Leaving father and mother and clinging to one’s wife signifies the ending of one allegiance and the beginning of another. In his commentary on Genesis, Victor Hamilton said that: “Already Scripture has sounded the note that marriage is a covenant, rather than an ad-hoc, makeshift arrangement.” Paul clearly had this covenantal understanding in mind with his quotation of Genesis 2:24 in Ephesians 5, where he discussed marriage and how it represented the relationship between Christ and the church.

Frequently in Scripture the nudity indicated by the Hebrew tem for “naked” here, (ʿārôm), has a symbolic sense of exposure and even vulnerability. The explicitly noted lack of embarrassment of Adam and Eve also suggests their innocence. Isaiah walked naked (likely he wasn’t completely naked, but just without his upper garment) to signify Egyptian prisoners being led away by the Assyrians (Isaiah 20:2-4). The nakedness of the poor in Job 24:7 represents oppression. Nakedness in Hebrew thought was also associated with shame, as with the discovery of a drunken and naked Noah by his son Ham (Genesis 9:22-23).
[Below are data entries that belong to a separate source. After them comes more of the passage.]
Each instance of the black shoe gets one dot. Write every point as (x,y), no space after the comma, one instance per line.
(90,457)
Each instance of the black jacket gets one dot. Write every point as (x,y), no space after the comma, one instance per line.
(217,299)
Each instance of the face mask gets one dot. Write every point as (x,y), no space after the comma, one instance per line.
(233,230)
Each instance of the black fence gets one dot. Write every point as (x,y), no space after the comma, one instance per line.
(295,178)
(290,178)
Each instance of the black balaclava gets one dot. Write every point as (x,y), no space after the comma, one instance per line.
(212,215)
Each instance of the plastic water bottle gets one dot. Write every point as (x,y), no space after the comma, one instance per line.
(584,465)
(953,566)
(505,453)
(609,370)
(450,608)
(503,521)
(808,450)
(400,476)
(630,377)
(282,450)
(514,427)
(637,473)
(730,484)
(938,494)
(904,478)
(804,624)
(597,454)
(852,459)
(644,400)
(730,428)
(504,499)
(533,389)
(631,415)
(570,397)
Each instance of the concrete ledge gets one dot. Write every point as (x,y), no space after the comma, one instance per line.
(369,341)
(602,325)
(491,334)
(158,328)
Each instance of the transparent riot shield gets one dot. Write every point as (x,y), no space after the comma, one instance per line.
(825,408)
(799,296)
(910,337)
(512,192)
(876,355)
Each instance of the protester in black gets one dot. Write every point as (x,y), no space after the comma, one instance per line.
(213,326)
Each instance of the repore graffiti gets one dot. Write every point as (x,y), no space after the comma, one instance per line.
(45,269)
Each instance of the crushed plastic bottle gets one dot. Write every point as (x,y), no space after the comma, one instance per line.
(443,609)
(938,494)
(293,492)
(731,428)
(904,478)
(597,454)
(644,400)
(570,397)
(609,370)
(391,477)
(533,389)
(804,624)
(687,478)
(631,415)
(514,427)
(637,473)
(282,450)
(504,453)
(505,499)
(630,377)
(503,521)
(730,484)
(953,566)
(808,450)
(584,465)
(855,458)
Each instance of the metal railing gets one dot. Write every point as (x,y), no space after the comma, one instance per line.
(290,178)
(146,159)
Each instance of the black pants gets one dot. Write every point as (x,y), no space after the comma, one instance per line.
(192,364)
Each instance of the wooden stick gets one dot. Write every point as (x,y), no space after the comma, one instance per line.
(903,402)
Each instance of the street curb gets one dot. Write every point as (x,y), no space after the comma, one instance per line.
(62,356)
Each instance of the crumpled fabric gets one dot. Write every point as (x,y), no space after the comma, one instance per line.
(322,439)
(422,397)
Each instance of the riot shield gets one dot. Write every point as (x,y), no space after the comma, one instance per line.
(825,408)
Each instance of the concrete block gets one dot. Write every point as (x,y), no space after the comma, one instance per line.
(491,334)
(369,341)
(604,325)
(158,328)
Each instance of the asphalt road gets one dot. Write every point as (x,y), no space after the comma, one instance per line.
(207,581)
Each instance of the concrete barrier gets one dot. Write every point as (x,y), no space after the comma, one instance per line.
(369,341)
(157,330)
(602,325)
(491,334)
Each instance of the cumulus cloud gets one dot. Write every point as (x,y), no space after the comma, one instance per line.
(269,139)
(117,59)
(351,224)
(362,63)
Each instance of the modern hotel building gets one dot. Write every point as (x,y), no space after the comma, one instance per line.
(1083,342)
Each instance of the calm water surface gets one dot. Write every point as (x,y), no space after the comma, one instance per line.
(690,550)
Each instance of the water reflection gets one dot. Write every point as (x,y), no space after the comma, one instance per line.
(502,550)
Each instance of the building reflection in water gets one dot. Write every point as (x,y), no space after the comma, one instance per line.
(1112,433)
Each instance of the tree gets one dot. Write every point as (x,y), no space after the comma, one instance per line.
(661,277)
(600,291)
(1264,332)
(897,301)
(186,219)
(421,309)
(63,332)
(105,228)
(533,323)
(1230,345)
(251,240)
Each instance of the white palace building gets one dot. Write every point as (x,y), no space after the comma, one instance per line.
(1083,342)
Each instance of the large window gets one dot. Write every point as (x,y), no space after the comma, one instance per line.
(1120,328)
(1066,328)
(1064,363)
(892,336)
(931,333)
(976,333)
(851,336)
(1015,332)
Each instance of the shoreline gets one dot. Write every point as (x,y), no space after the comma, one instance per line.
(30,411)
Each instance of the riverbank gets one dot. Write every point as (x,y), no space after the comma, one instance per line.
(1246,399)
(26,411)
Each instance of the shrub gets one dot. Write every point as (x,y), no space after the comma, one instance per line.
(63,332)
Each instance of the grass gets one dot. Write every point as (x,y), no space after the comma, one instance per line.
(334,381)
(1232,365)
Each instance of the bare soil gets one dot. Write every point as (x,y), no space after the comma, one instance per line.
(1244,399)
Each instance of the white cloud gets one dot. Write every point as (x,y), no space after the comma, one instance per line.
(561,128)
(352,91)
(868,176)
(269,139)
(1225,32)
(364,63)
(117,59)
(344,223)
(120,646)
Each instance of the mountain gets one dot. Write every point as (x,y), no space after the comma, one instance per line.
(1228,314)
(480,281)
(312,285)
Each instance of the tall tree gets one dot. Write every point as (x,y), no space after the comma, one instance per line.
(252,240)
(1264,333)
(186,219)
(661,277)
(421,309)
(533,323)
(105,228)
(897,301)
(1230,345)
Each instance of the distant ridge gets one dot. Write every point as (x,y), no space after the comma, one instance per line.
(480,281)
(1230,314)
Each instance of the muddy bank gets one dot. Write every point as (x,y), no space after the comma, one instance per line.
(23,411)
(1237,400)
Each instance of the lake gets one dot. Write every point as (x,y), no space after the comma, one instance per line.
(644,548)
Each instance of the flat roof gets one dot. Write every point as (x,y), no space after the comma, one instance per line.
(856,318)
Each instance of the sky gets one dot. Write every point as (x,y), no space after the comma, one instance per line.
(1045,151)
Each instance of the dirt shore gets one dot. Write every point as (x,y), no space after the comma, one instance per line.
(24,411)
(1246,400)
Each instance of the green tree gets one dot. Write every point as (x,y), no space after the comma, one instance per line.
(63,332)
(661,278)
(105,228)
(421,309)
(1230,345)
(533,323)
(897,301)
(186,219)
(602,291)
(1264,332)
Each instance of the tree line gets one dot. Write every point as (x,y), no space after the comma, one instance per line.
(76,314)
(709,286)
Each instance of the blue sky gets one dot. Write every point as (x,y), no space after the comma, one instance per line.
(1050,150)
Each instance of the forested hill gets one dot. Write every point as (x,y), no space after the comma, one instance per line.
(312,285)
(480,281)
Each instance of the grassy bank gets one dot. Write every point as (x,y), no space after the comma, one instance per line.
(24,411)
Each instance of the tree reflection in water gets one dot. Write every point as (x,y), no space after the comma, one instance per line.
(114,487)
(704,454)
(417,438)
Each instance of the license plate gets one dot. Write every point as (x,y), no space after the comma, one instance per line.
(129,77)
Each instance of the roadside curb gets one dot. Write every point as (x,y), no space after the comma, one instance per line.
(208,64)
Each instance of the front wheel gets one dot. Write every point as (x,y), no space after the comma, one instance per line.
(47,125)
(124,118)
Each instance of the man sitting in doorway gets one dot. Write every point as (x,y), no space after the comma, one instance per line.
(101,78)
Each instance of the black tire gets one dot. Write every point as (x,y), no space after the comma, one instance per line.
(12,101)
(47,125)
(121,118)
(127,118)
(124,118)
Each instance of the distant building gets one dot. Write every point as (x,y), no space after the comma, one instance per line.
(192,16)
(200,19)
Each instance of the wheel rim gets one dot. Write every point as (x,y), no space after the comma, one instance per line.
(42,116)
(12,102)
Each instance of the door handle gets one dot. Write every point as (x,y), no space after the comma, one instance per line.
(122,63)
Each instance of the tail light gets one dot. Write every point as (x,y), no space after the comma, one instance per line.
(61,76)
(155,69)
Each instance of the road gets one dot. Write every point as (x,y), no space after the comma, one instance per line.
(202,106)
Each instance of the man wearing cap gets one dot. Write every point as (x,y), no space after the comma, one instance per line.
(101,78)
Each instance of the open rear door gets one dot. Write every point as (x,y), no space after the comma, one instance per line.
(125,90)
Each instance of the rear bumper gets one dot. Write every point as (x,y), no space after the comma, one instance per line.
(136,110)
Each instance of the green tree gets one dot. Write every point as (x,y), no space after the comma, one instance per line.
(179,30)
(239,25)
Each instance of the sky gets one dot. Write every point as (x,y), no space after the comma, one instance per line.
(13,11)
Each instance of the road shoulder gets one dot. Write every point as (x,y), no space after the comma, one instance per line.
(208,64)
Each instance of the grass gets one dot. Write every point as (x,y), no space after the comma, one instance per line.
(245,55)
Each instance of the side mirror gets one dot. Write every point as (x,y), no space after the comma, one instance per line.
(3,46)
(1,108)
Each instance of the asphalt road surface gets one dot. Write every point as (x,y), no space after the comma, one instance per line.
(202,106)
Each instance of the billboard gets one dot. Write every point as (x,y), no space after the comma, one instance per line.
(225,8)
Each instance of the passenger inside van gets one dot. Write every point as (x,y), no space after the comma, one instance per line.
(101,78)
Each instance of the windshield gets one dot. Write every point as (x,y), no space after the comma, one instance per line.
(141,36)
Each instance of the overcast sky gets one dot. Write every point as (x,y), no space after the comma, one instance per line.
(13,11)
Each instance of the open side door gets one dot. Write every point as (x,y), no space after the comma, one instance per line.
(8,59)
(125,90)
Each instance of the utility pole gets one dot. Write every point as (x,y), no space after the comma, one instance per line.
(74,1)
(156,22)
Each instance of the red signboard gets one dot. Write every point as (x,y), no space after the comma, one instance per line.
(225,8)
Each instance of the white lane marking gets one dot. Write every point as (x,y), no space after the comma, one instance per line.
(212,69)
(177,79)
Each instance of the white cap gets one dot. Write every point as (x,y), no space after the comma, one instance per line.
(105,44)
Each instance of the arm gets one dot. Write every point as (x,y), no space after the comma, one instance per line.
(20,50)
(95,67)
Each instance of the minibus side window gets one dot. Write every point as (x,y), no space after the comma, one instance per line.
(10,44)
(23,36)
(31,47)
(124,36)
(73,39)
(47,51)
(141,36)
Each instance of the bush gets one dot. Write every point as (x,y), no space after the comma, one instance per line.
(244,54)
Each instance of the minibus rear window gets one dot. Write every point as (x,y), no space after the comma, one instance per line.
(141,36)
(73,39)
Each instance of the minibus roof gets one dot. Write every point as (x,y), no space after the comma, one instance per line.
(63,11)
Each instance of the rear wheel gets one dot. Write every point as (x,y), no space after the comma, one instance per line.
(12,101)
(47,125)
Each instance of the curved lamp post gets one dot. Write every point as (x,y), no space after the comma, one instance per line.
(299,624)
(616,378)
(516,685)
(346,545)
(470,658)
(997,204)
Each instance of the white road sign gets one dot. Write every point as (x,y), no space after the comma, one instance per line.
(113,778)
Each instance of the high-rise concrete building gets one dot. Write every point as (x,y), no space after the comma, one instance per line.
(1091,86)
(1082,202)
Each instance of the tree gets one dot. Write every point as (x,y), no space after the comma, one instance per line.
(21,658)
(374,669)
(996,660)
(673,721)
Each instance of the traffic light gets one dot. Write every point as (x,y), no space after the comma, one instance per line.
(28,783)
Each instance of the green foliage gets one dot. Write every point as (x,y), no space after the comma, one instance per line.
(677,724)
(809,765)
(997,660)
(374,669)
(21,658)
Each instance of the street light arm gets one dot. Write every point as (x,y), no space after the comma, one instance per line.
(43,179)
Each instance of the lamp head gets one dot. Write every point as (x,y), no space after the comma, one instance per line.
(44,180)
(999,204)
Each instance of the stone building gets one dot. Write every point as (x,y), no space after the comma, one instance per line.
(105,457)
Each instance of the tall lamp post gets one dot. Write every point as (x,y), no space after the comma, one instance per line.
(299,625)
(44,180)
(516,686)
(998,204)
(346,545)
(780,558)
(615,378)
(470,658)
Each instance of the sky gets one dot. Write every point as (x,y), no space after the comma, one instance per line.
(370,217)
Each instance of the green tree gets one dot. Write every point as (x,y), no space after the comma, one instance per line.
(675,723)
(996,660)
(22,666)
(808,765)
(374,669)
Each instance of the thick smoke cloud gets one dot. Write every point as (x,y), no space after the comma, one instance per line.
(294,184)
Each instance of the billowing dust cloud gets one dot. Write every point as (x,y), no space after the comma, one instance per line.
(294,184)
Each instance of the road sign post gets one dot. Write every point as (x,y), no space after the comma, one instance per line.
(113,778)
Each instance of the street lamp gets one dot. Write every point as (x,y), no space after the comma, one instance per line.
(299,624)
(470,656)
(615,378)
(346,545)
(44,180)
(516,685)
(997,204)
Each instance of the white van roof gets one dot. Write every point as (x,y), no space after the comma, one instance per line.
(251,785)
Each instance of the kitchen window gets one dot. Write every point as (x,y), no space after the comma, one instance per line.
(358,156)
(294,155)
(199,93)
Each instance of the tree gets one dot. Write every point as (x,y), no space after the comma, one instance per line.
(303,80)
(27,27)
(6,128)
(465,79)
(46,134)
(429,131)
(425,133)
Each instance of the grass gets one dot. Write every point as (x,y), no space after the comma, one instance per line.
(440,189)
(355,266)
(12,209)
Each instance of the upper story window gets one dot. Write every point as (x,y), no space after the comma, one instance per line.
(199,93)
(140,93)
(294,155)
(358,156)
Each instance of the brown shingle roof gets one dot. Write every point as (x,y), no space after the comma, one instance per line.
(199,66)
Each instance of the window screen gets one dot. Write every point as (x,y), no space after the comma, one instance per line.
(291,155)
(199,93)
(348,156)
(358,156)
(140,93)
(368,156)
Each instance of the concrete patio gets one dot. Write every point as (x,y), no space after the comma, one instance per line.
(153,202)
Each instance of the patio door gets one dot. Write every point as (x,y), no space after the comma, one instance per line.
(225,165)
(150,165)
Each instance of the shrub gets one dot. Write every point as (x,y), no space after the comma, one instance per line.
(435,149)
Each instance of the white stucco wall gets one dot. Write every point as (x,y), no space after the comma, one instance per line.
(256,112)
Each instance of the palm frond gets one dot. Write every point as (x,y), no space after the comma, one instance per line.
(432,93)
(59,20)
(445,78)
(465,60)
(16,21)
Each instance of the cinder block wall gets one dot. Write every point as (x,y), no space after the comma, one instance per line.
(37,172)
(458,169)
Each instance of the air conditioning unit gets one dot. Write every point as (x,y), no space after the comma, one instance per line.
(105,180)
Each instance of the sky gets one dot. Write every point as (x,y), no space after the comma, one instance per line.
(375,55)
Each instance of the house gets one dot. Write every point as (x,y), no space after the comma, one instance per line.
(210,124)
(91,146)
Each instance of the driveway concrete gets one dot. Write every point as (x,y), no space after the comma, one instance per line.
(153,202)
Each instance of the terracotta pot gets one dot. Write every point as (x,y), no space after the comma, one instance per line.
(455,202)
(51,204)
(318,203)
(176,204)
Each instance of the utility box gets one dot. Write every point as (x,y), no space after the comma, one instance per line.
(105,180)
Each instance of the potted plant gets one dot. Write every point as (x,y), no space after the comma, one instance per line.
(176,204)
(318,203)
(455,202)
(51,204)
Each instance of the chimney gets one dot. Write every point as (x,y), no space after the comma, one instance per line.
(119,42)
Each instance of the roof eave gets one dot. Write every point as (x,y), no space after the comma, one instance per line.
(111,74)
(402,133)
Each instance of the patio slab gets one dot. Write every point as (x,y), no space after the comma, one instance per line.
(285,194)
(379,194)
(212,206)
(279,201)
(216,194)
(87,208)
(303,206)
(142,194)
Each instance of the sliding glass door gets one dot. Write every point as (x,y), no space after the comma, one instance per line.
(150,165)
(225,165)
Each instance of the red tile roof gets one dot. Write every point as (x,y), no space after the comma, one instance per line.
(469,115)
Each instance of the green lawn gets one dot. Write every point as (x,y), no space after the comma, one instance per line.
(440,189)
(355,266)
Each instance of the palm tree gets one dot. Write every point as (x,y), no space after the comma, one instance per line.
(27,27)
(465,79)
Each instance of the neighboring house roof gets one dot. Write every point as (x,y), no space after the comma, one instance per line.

A very similar term, ʿêrōm, is used ten times in the OT to designate spiritual and physical nakedness. In Genesis 3, it refers to Adam and Eve after their sin (Genesis 3:7, 10, 11). More than just an awareness of their physical nakedness, Adam and Eve are also aware of their guilt before God—they had lost their innocence.  Additionally, “Their relationship with God was impaired, upsetting their relationship to each other.” In Ezekiel 16:7, 22, 29; 23:29 and Deuteronomy 12:29, ʿêrōm is used of the personified Jerusalem, suggesting both her material and spiritual poverty. Used in Ezekiel 18:7 and 18:16, it indicates the proper social concern of righteous in providing clothes for needy.

The word for naked (ʿārôm) in Genesis 2:25 also appears to be a subtle play on the word translated “crafty” in the following verse, Genesis 3:1: “Now the serpent was more crafty (ʿā∙rûm) than any other beast of the field that the LORD God had made.” So Genesis 2:25 contrasts the naked innocence and vulnerability of Adam and Eve to the craftiness of the serpent in Genesis 3:1. As a result of the serpent’s craftiness, Adam and Eve sinned. Ironically, their first bit of newfound wisdom was to realize that they were naked (ʿêrōm) before God (3:7, 10, 11).

The innocence and vulnerability of humanity was lost as a result of their decision to disobey God’s command. They disobeyed in part due to the craftiness of the serpent. He promised that they would be like God, knowing good from evil after they ate the forbidden fruit. They did become “like” God in knowing good from evil. And the first bit of knowledge they gained was realizing they were guilty before God for their disobedience. They were now naked (ʿêrōm) and ashamed, when they used to be naked (ʿārôm).